He testified that children need male and female adults in the house to learn how to behave toward others, and argued that boys without a male figure are more likely to commit crimes.
The American Civil Liberties Union says the state ban is based on stereotypes that are not grounded in science or social research.
“The state has claimed that gay people are incapable of being good parents, that children are better off with a mother and a father, that gay people are more likely to commit child sex abuse, expose children to domestic violence and spread HIV to the foster children in their care,” it said in a statement.
Suing the state are two gay men from Little Rock, a lesbian from Fayetteville and a heterosexual Waldron man whose gay son sometimes lives at home. They say the review board’s decision violates their rights to privacy and equal protection guaranteed by the Arkansas and U.S. constitutions.
Under the ban, the welfare board imposes an “ask, but you don’t have to tell” policy. Department of Human Services caseworkers ask prospective foster parents if they are gay. If the potential parents say that they are not, the department is to take them at their word.
The ban covers only foster children; there is no similar law or rule barring full adoptions by gays and lesbians.
The ACLU said Nebraska is the only other state to ban gay foster parents and that Florida bans adoptions by any gay or lesbian, while Mississippi bans adoptions by gay couples.
The initial Arkansas welfare board plan would have also barred unmarried heterosexuals from serving as foster parents, but that prohibition was dropped during a public comment period.
The number of gay couples who want to serve as foster parents is not known.
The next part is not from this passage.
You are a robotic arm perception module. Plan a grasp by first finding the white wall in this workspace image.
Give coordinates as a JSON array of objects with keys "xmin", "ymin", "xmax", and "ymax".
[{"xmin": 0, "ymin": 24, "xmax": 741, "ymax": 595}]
Census Bureau figures show that the number of Arkansas same-sex couples who shared a home in 2000 totaled 4,423 – or 0.42 percent of the state’s 1.04 million homes.
Gay rights issues have taken center stage nationally since the Massachusetts Supreme Court issued a ruling legalizing same-sex marriage, though the Arkansas foster family case predates it by years.
Two years ago, Arkansas’ Supreme Court ruled the state’s anti-sodomy law unconstitutional, calling it an improper invasion of privacy.